Hiding business assets is so much easier than hiding personal assets, because one can create new umbrella accounts and shell companies to hide money. The only way to locate business assets is to start finding the ‘dots’ and then begin to connect them.

Typical assets controlled by a business include: Real Property; Personal Property; Investments and Trusts (Financial Assets); Intellectual Property; and Subsidiaries/Spin-offs.

In our 5-Part Industry Undercover series, we will examine how to conduct an assets investigation and offer some practical search procedures follows. This week, we look at aircraft and computers (personal property) and provide examples of how to search for and investigate them.

The International Civil Aviation Organization maintains aircraft registration standards for participating countries. Each aircraft over a certain weight must be registered with a national aviation registration number. Different countries have different registration schemes (the U.S. uses an N followed by 1-5 additional characters).

Aircraft, Airlines, Pilots

The main government information center regarding certification for pilots, airman, airlines, and aircraft, and for aircraft registration and ownership, and airports is the Federal Aviation Association (FAA).

One of the leading private information resource centers for searching flights, pilot certifications, and regulatory overviews is Albuquerque-based www.Landings.com. The website holds excellent searching links and background information. Another extremely in-depth source of aviation information of every kind is Jane’s Information Group. Jane’s reference, news, and analysis information covers the areas of security, defense, aerospace, transport, public safety, and law enforcement for aviation, as well as for vessels and railroads. The North America office is in Alexandria, VA, with offices throughout the world.

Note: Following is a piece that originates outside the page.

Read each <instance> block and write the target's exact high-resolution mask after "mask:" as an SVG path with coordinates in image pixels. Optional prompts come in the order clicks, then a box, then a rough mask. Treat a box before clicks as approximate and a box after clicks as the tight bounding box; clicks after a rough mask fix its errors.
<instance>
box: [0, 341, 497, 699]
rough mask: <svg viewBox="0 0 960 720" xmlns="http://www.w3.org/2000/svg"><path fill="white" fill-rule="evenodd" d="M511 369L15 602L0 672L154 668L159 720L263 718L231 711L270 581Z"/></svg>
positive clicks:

If you are searching for information on Canadian aircraft information at the federal government’s Civil Aircraft Register Database.

Computers and Machinery

Don’t overlook seemingly everyday objects, such as computers or construction or farm equipment. As with automobiles, these are assets of value, depending on their depreciation and age.

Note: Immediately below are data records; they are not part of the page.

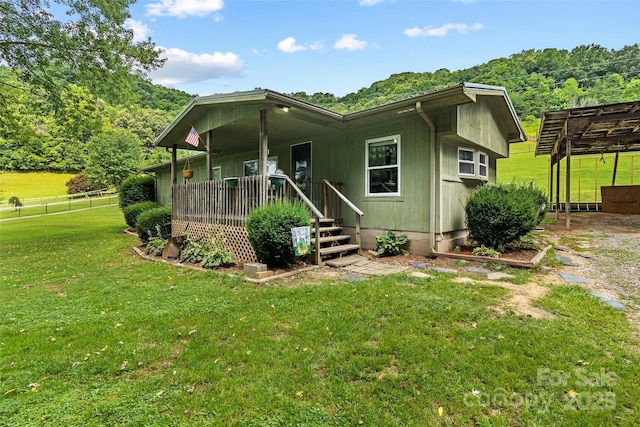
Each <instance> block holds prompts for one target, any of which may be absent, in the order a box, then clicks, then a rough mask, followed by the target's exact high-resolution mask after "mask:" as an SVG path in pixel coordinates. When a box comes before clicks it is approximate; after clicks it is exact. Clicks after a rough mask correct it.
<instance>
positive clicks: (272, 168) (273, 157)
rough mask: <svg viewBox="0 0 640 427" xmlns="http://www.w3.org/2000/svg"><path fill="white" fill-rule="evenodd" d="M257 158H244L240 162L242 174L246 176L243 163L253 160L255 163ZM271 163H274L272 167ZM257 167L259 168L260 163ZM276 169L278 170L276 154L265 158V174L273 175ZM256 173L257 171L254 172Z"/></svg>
mask: <svg viewBox="0 0 640 427" xmlns="http://www.w3.org/2000/svg"><path fill="white" fill-rule="evenodd" d="M258 160H259V159H253V160H246V161H244V162H242V176H248V175H245V174H244V171H245V165H246V164H247V163H253V162H255V163H256V164H257V163H258ZM272 165H274V166H273V167H272ZM259 168H260V165H258V169H259ZM256 170H257V169H256ZM277 170H278V156H273V157H269V158H267V175H273V174H274V173H276V171H277ZM256 175H257V172H256Z"/></svg>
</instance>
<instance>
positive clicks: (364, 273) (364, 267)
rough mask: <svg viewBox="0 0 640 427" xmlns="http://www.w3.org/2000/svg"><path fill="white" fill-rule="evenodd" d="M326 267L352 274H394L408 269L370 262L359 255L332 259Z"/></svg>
mask: <svg viewBox="0 0 640 427" xmlns="http://www.w3.org/2000/svg"><path fill="white" fill-rule="evenodd" d="M327 265H328V266H331V267H337V268H342V269H343V270H345V271H348V272H350V273H352V274H368V275H382V274H396V273H402V272H403V271H407V270H408V269H409V268H408V267H404V266H401V265H390V264H384V263H381V262H375V261H370V260H368V259H367V258H365V257H363V256H360V255H349V256H346V257H343V258H336V259H332V260H331V261H327Z"/></svg>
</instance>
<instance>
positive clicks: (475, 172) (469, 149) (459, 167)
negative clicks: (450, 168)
mask: <svg viewBox="0 0 640 427" xmlns="http://www.w3.org/2000/svg"><path fill="white" fill-rule="evenodd" d="M461 151H468V152H471V154H472V158H473V160H461V159H460V152H461ZM457 160H458V161H457V162H456V165H457V167H458V175H459V176H473V177H475V176H476V151H475V150H473V149H469V148H460V147H459V148H458V159H457ZM460 163H463V164H467V165H468V164H471V165H473V173H464V172H460Z"/></svg>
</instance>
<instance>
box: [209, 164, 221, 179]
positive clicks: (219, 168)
mask: <svg viewBox="0 0 640 427" xmlns="http://www.w3.org/2000/svg"><path fill="white" fill-rule="evenodd" d="M216 169H217V170H218V171H219V175H220V179H222V166H214V167H212V168H211V176H215V174H216Z"/></svg>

UCCs will often list the major assets of a company because they are used as security for loans. Each state has a division of its Secretary of State office that handles UCC records; records, or at least the index, can be searched directly from that agency’s website.

Use public record database sources such as TLOCLEARAccurint, and Tracers to find these sites; it is easy and handy for viewing UCC filings.

In asset investigation or debt recovery work, have a clear starting point for your attack. Document everything—even the smallest detail—you find. Save all your files. A random mention of flying lessons on a social media page may, a few months later, prompt you to search for aircraft tail numbers.

Pair your excellent searcher skills with some of these professional tools reviewed here and watch how your report fills out.